Les petites entreprises doivent également être prises en compte

La Fédération canadienne de l’entreprise indépendante prévient que les décisions politiques sur des choses comme les congés de maladie financés par l’employeur ou d’autres programmes financés par les charges sociales devraient également être prises en pensant aux petites entreprises, dont beaucoup tiennent à peine après avoir subi de longues fermetures.

« [If] ils ne fournissent pas de congés de maladie, ce n’est pas parce qu’ils sont nécessairement des gens malfaisants, parce que c’est quelque chose de plus informel, potentiellement, dans une petite entreprise… ou [because] il leur est plus difficile de fournir ce salaire supplémentaire, surtout pendant une pandémie », a déclaré Corinne Pohlmann, vice-présidente principale des affaires nationales.

Mais la législation qui s’applique aux grandes entreprises s’applique généralement aux petites entreprises également, a-t-elle déclaré. L’un des effets est que les petits détaillants, par exemple, ne peuvent pas facilement récupérer les nouveaux coûts des clients sans perdre des affaires au profit de géants comme Amazon et Walmart. « Il est plus difficile d’augmenter vos prix lorsque vos énormes concurrents sont en mesure de tout faire fabriquer dans un autre pays qui a peut-être des coûts de main-d’œuvre moins élevés. »

Un piéton passe devant une vitrine de lettres en forme de cœur qui dit « Merci aux travailleurs de première ligne et essentiels », le 27 janvier. (Evan Mitsui/CBC)

Mais jusqu’à ce qu’un changement législatif se produise, les travailleurs essentiels n’ont d’autre choix que de se syndiquer, a déclaré Ladd.

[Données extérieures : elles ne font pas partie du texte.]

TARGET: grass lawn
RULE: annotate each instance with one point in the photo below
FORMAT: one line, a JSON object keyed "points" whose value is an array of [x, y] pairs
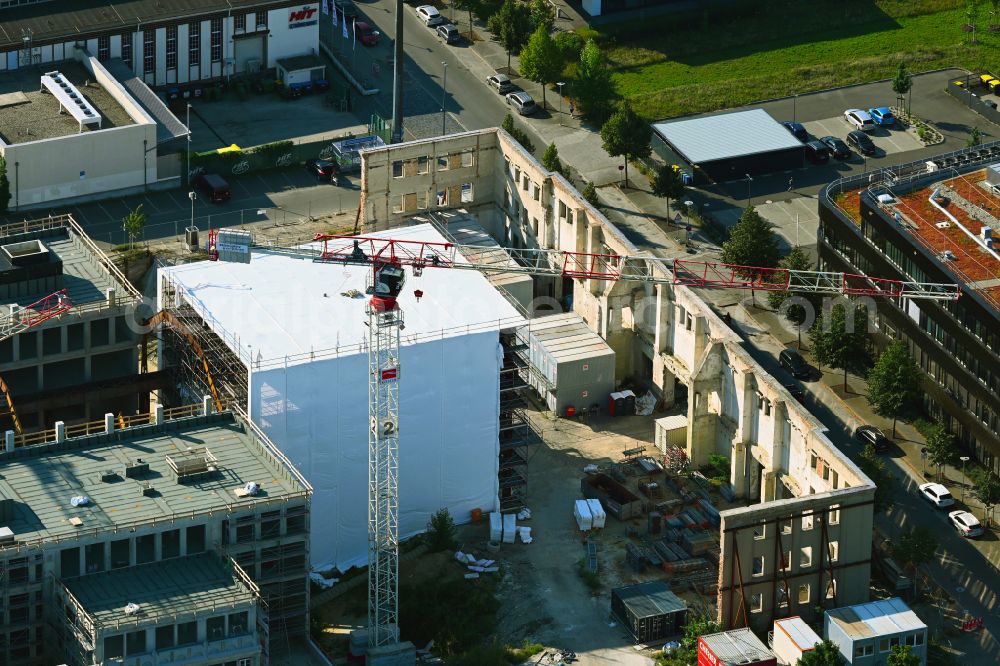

« Des milliers de travailleurs dans ces emplois organisés avant la pandémie. Et ce que nous avons vu pendant la pandémie [is] que les gens n’avaient plus rien à perdre », a déclaré Ladd. « Ils ont réalisé que s’ils ne s’expriment pas, s’ils ne s’organisent pas, si nous ne parlons pas de ce dont les travailleurs ont besoin, rien ne va réellement changer. »

Elle a déclaré que le Workers’ Action Center avait augmenté d’environ 35% le nombre de ses membres au cours de la pandémie et que les membres disent qu’ils ont l’impression qu’ils ne peuvent tout simplement pas traverser une autre crise comme celle qu’ils viennent de subir, avec la maladie, la mort, le stress et les difficultés financières qu’il entraîne.

Dans le cas de Hong, bien que son médecin lui ait écrit une note peu de temps après son retour au travail fin janvier pour lui demander une affectation de travail modifiée qui lui permettrait de rester debout, il a déclaré qu’aucun poste de ce type n’existait. Hong craignait que s’il prenait un congé de maladie financé par l’assurance-emploi, il perde probablement son emploi. CBC Radio a vu une copie de la note du médecin et de la décision la plus récente de la CSPAAT.

Mais il a cessé de travailler le 20 mars lorsque son médecin l’a averti qu’il ne pouvait plus continuer à travailler de longues heures en raison du gonflement post-COVID de ses jambes, a déclaré Hong. Un ami lui a parlé du Workers’ Action Centre, et là, il a obtenu de l’aide pour naviguer dans le système de la CSPAAT et les formulaires qui devaient être remplis en anglais. Bien qu’il dise qu’il n’est pas encore assez bien pour revenir, il a récupéré une partie des salaires perdus grâce à ce processus et a déclaré que l’aide est venue alors qu’il était à son point le plus bas et le plus désespéré de la pandémie.

S’exprimant par l’intermédiaire du traducteur, Hong a déclaré qu’il était motivé à partager son histoire afin de permettre à davantage de travailleurs, dont beaucoup sont également aux prises avec des barrières linguistiques, de savoir qu’ils peuvent obtenir ce type d’aide.


Interviews de Hassan Yussuff et Deena Ladd réalisées par Chris Wodskou. Traduction en mandarin fournie par Yan Liang.